Pour ne plus se sentir un « raté », frustré de sa paternité littéraire, il va lui falloir franchir deux étapes : d’abord, mettre fin à la prostitution politico-journalistique qui a été la sienne pendant douze ans, et mettre dorénavant sa plume au service de ses propres valeurs (c’est ainsi qu’il commence, à l’automne 1884, sa longue campagne pour les artistes novateurs dans ses Notes sur l’art de La France) ; ensuite, publier des œuvres littéraires sous son propre nom : ce ne sera le cas qu’avec ses Lettres de ma chaumière, en novembre 1885, et surtout avec Le Calvaire, qui paraîtra en novembre 1886, alors que le pseudo-débutant sera arrivé à l’âge canonique de 38 ans 1/2.

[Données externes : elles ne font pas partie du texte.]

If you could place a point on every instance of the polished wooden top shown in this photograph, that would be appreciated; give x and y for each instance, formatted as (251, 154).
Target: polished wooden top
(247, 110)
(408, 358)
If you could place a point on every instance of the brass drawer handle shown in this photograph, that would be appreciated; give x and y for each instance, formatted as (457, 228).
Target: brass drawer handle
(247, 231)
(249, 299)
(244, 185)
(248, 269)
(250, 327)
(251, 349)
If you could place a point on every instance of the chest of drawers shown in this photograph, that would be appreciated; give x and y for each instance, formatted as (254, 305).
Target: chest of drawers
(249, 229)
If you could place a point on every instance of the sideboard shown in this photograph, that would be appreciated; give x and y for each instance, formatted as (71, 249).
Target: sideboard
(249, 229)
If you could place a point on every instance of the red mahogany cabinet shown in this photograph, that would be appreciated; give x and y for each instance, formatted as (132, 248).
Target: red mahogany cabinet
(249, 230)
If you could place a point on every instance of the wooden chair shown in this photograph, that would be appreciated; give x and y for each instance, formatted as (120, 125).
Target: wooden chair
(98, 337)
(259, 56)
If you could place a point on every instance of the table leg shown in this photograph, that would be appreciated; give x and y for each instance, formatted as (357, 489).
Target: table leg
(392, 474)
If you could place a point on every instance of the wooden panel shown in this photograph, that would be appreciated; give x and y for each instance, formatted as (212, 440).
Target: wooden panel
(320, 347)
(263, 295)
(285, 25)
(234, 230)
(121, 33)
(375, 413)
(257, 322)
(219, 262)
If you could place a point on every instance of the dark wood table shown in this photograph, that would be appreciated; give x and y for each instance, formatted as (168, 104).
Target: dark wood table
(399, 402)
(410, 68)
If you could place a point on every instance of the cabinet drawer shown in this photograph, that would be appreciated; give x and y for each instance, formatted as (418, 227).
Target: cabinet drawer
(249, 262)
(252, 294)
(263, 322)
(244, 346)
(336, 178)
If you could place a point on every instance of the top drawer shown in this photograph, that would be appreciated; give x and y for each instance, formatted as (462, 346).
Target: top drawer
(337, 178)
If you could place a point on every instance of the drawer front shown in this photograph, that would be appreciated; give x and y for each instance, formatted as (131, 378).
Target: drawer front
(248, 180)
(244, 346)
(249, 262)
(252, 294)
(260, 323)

Voir aussi les notices Négritude et Prostitution.

 

P. M.

           

Bibliographie : Sharif Gemie, « Un raté. Mirbeau, le bonapartisme et la droite »,  Cahiers Octave Mirbeau, n° 7, pp. 75-86 ; Pierre Michel, « Les débuts d’un justicier », préface des Premières chroniques esthétiques, Presses de l’Université d’Angers, 1996, pp. 5-17 ; Pierre Michel,,  « Quelques réflexions sur la “négritude” », Cahiers Octave Mirbeau, n° 12, mars 2005, pp. 4-34.